By Frank Miller
In “This Sex Which Is Not One” Luce Irigaray provides readers with her take on the state of female sexuality, that it simply serves as the stems to the roots of a plant, those roots being sexuality as man has defined it throughout history. She writes “the development of a sexually ‘normal’ woman, seems rather too clearly required by the practice of male sexuality” and that the vagina serves as a “sheathe [to] massage the penis in intercourse: a non-sex, or a masculine organ turned back upon itself, self-embracing” (363).
Irigaray expresses that a male dominated sexual world begins at birth when females are socialized to desire penises over their vaginas, and learns to hope (from her father) that she will indeed one day obtain one, or “at least come to possess an equivalent of the male organ” (363). Irigaray proposes that this process is unabashedly backward due to the fact that females have different anatomies, and thus find pleasure in completely opposite manner (the autoeroticism of women v. man). She proposes that women “self-caress” without the need of any external forces, “for her genitals are formed of two lips in continuous contact” (363) and that man interrupts this continuous contact with his penis and animalistic nature that “desire[s] to force entry, to penetrate, to appropriate for himself the mystery of this womb where he has been conceived, the secret of his begetting, of his ‘origin'” (364) reducing women to an “obliging prop for the enactment of of man’s fantasies” (364).
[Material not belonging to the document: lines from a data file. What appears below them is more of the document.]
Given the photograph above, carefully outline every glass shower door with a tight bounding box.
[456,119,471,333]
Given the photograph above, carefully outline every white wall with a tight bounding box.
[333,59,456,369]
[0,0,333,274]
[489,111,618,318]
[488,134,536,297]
She indicates that within man’s attempt to pleasure himself with woman’s body, a woman “does not know, or no longer knows, what she wants” (364) due to the fact she becomes secondary within man’s sexuality and finds her sexual pleasure and self worth through her “state of dependency upon man” (364).
In a society that “count[s] everything, [and] number[s] everything by units” the woman serves as “neither one nor two” (365) Irigaray writes. She cannot be identified and lacks a proper name due to the “none-ness” of her sexual organ, meaning that only a “visible and morphologically designatable organ” (365) can be counted, otherwise identified as a penis. Irigaray claims that this wrong, that a woman does indeed contain sexual organs; however, “[the] two of them, are not identifiable as ones” (366). She claims that woman’s sexuality is vast and expansive, and reminds readers that a woman’s clitoris (baby penis) is not her sole source of pleasure, she possesses a vagina, and more importantly a “woman has sex organs more or less everywhere. She finds pleasure almost anywhere” (366). Irigaray explains that woman’s language, is a reflection of her sexuality, and something that males cannot easily categorize and ultimately dismiss. “What she says is never identical with anything, moreover; rather it is contiguous. It touches (upon). And when it strays to far from that proximity, she breaks off and starts over at “zero”: her body-sex” (366). And to further reinforce this, when asked what she is thinking “they can only reply: Nothing. Everything…thus what they desire is precisely nothing, and at the same time everything” (once again, becoming zero or none) (367). And while “their desire is often interpreted, and feared, as a sort of insatiable hunger, a voracity that will swallow you whole…it really involves a different economy more than anything else, one that upsets the linearity of a project, undermines the goal-object of desire, diffuses the polarization toward a single pleasure, disconcerts fidelity to a single discourse….” (367). This is, itself enough to prove why defining woman through a male illustrated picture of sexuality becomes problematic.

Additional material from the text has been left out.